Oh, I have just the page to test this out on now. Thank you!

[–] [email protected] 3 points 16 hours ago (1 children)

I don't have any specific feeds, and of course it depends on your interests, but I just wanted to recommend to keep an eye out for feeds during your everyday browsing

When I see an interesting link on Lemmy to a news article or a blog, I just look at a couple of more articles on that site, and if it seems interesting I subscribe to it! 😅😉 (I can always unsubscribe later if it turns out that I don't like it). I started using RSS a few days ago, and I've collected quite a few blogs and news sites this way

(Btw also keep in mind, that some news sites provide feeds for specific tags, you don't have to subscribe to everything that gets posted)

[–] [email protected] 3 points 15 hours ago

The tags for specific feeds seem to be really important for news sites. I tried adding one without it, and it completely overwhelmed my feed with a billion posts per day. I removed it in less than 24 hrs, lol

[–] [email protected] 4 points 16 hours ago (1 children)

I do. Used to use Google Reader, since its demise, Feedly, but exploring other possibilities like free-gratis hosting of FreshRSS (signed up tp Cheredeprince.net found via this page on free-libre online hosts: Chatons.)

Great all-round feed: Metafilter, an old school content aggregator, collating "the best of the web" since 1999. Interesting content on all kinds of topics.

If you want, you can even subscribe to posts with specific tags, .e.g. startrek :D

Other feeds really depend on your interests.

[–] [email protected] 3 points 15 hours ago (1 children)

Oh, very cool idea!

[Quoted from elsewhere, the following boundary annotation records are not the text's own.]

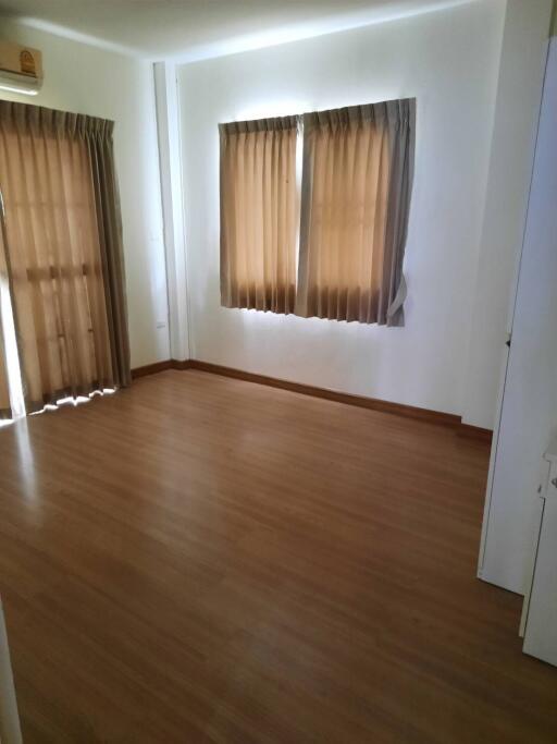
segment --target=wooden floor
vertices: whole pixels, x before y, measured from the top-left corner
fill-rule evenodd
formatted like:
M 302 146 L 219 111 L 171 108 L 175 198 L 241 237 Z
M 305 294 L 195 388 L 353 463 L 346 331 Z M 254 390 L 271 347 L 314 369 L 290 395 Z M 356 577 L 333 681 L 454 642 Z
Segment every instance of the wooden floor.
M 0 429 L 25 744 L 557 742 L 476 578 L 485 443 L 166 371 Z

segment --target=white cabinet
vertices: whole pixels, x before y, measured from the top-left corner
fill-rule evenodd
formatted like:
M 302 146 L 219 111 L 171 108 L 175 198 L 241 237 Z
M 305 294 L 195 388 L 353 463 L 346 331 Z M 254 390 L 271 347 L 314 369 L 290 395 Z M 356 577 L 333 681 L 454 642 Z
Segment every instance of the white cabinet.
M 557 39 L 549 47 L 479 575 L 524 594 L 540 462 L 557 425 Z M 486 319 L 488 322 L 488 318 Z
M 557 666 L 557 440 L 544 455 L 530 586 L 524 598 L 524 652 Z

I'm adding the star trek tag now to try it out and may expand from there if I like it. Thanks!

[–] [email protected] 2 points 12 hours ago

You're welcome!

[–] [email protected] 10 points 16 hours ago* (last edited 16 hours ago) (1 children)

OpenRSS is a cool site that aims to produce RSS feeds for sites without them at no cost (some conditions apply, e.g. no account-walled/paywalled sites may be requested).

There's also the Feedbro add-on for Firefox (and other browsers) that can be used to check if a website has a RSS feed buried somewhere to add to your reader.

If you'd like to keep up with some non-commercial music, you could check out the Editor's Picks from ccMixter. Here's the direct feed link.

In case of follow-up questions:

  • Mobile Apps: personally I'm mostly using Feeder on Android these days. I like to be able to see a lot of feed entries at once and this works best for me. I've tried apps like Read You and Nunti, but they weren't showing as much as I wanted.
    • Worth noting though, Nunti may be worth trying for its unique feature that tries to adjust your feeds to surface articles/entries that may be of more interest to you with offline systems.
  • Desktop/laptop: I'm still sort of searching on this one. For the moment I use Thunderbird, but it's not RSS-focused so it's more than I want from a reader.
[–] [email protected] 4 points 16 hours ago

This is promising! Thanks.

I'm using Feeder too. I haven't tried any others, but I remember someone on lemmy recommended it once before, and it seems perfectly good to me.

[–] [email protected] 19 points 17 hours ago (2 children)
[–] [email protected] 3 points 16 hours ago

Nice, thank you!

[–] [email protected] 6 points 17 hours ago

Wow, I should have scrolled back some for these. Thanks.